Midvale Middle School after-school students work on tying quilts for the Homeless Remembrance Blanket Project; their quilts were on display in Washington, D.C. (Photo courtesy of Canyons School District)

A winter solstice storm brought snow and a wicked wind chill. 

That night, hundreds gathered as more than 150 people’s names were read. Officials say that’s twice the number in 2020; these individuals had died as a result of homelessness.

As part of the Homeless Remembrance Blanket Project, blankets and quilts were distributed, said Connie Crosby, Canyons School District’s liaison for homeless students. 

“At the candlelight vigil for every person who passed away on the streets, we pass out blankets,” she said about Canyons, and specifically, Midvale Middle, participating in the Remembrance Blanket Project.

The project’s goal was for each state to make at least 100 blankets, with 90 or more being shared locally, and to send 10 to Washington, D.C. as part of a 9,000-square-foot national display.

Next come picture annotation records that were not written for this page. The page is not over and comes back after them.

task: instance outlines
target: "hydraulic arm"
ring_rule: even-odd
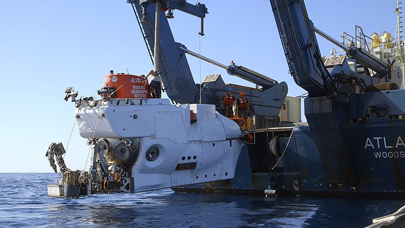
[[[155,3],[151,1],[131,0],[130,3],[138,20],[151,59],[153,58]],[[198,103],[215,104],[218,110],[223,108],[222,98],[227,88],[233,87],[234,91],[243,91],[250,103],[254,105],[254,110],[258,116],[266,117],[277,116],[288,92],[288,87],[284,82],[276,81],[233,63],[226,66],[214,60],[200,56],[188,50],[185,46],[175,41],[168,18],[173,17],[173,10],[178,9],[201,18],[201,30],[199,34],[204,35],[204,20],[208,10],[204,4],[193,5],[185,1],[161,1],[159,56],[159,74],[162,79],[166,94],[173,101],[178,103]],[[167,12],[167,14],[165,14]],[[212,77],[214,79],[205,80],[201,86],[196,84],[188,65],[185,54],[199,58],[214,65],[223,68],[231,75],[234,75],[261,86],[260,89],[250,88],[237,85],[226,85],[220,74]],[[200,88],[202,90],[200,93]]]
[[[348,82],[354,80],[355,84],[363,84],[364,87],[367,87],[379,83],[379,79],[389,74],[387,65],[379,59],[354,46],[347,47],[341,44],[314,27],[308,18],[304,1],[270,0],[270,2],[291,73],[296,83],[307,91],[310,96],[326,95],[338,98],[342,96],[341,89],[343,89],[344,96],[349,97],[349,94],[353,93],[351,89],[341,86],[346,86]],[[373,70],[376,73],[372,76],[375,77],[352,71],[347,60],[335,64],[338,66],[333,70],[328,69],[319,50],[315,32],[343,49],[348,57],[364,68]],[[390,75],[388,78],[390,79]],[[365,89],[363,88],[363,91]]]

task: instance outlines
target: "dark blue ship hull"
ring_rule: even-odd
[[[296,127],[288,144],[291,130],[255,133],[256,143],[242,148],[233,179],[174,190],[263,195],[269,189],[278,195],[403,198],[405,120],[396,115],[402,110],[393,104],[384,108],[372,105],[373,96],[399,99],[404,91],[389,93],[359,95],[349,104],[307,98],[309,125]],[[372,101],[354,104],[366,99]],[[287,148],[271,169],[280,157],[273,155],[268,145],[277,135],[280,151]]]

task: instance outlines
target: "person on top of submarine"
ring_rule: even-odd
[[[222,99],[222,103],[224,104],[225,116],[228,118],[233,117],[233,110],[232,107],[235,104],[235,97],[232,95],[232,87],[229,87],[226,89],[228,92],[224,96]]]
[[[149,75],[152,75],[150,77],[150,83],[149,84],[149,88],[150,89],[151,93],[152,93],[152,98],[161,98],[161,79],[160,79],[157,72],[152,69],[149,71],[146,76],[142,74],[141,77],[143,79],[147,79]]]

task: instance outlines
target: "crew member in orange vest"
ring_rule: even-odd
[[[233,117],[233,110],[232,106],[235,104],[235,97],[232,95],[232,87],[228,87],[226,90],[228,93],[224,96],[222,103],[224,104],[225,116],[229,118]]]
[[[248,130],[246,124],[248,123],[248,113],[249,112],[249,103],[248,99],[245,96],[245,93],[240,91],[239,93],[239,97],[236,101],[236,113],[239,118],[243,117],[245,120],[245,130]]]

Two quilts Midvale Middle students made after school were to be displayed by the Washington National Cathedral as part of the project. Other handmade blankets were on display on the west lawn of the capitol. 

After being displayed, Midvale Middle’s quilts along with others that were knit, crocheted and handsewn were to be shared with those in need.

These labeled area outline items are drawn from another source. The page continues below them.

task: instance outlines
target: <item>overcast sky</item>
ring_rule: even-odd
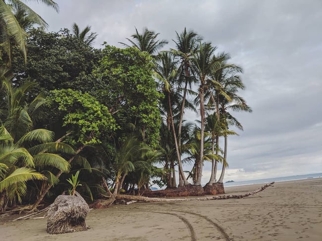
[[[240,94],[253,112],[235,115],[244,131],[228,138],[224,181],[322,172],[322,0],[55,1],[59,13],[30,5],[50,31],[90,25],[98,48],[104,41],[121,47],[135,27],[160,33],[173,48],[175,31],[186,27],[230,53],[244,70]]]

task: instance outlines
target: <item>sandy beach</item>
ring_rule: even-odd
[[[262,185],[227,188],[242,194]],[[46,218],[5,222],[0,240],[322,240],[322,178],[277,183],[262,197],[116,205],[90,211],[88,231],[51,235]]]

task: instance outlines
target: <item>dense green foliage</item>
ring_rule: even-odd
[[[147,28],[127,39],[132,46],[98,49],[90,27],[32,28],[45,22],[9,1],[0,1],[2,66],[12,62],[12,73],[0,73],[0,208],[24,196],[36,207],[68,183],[91,201],[177,180],[201,185],[204,161],[212,163],[207,184],[220,162],[223,182],[227,137],[236,134],[229,128],[242,130],[231,111],[251,111],[237,94],[242,69],[227,53],[185,28],[170,51],[159,52],[167,41]],[[197,125],[185,121],[187,109]]]
[[[48,98],[52,101],[53,110],[63,112],[62,126],[72,133],[69,137],[71,138],[68,139],[72,144],[101,144],[102,136],[117,128],[107,108],[88,93],[70,89],[55,90]]]
[[[15,83],[35,83],[33,96],[54,90],[85,92],[91,89],[86,76],[100,59],[99,50],[86,45],[66,29],[56,33],[33,29],[29,34],[26,63],[19,54],[12,60]]]
[[[153,64],[145,52],[129,48],[107,46],[94,71],[100,85],[93,95],[109,107],[123,128],[132,123],[142,134],[142,140],[156,146],[161,119],[158,108],[161,95],[152,77]],[[125,134],[126,135],[126,134]]]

The project began in December 2021, when 219 blankets were displayed in Carlisle, Pennsylvania on the longest night of the year. The nonprofit Charles Bruce Foundation jumped on board to urge citizens nationwide to make blankets and take the display to the capitol to rally to end homelessness.  

In support, Dec. 21 was designated to be a day to think of those who live unstably housed and those who die that way.

Midvale Middle’s involvement began when Crosby had seen a flier and shared it with her assistant, Sharon Higgins, who works at Midvale Middle, one of Canyons School District schools that has a steady number of students who are or have experienced homelessness in their lifetimes.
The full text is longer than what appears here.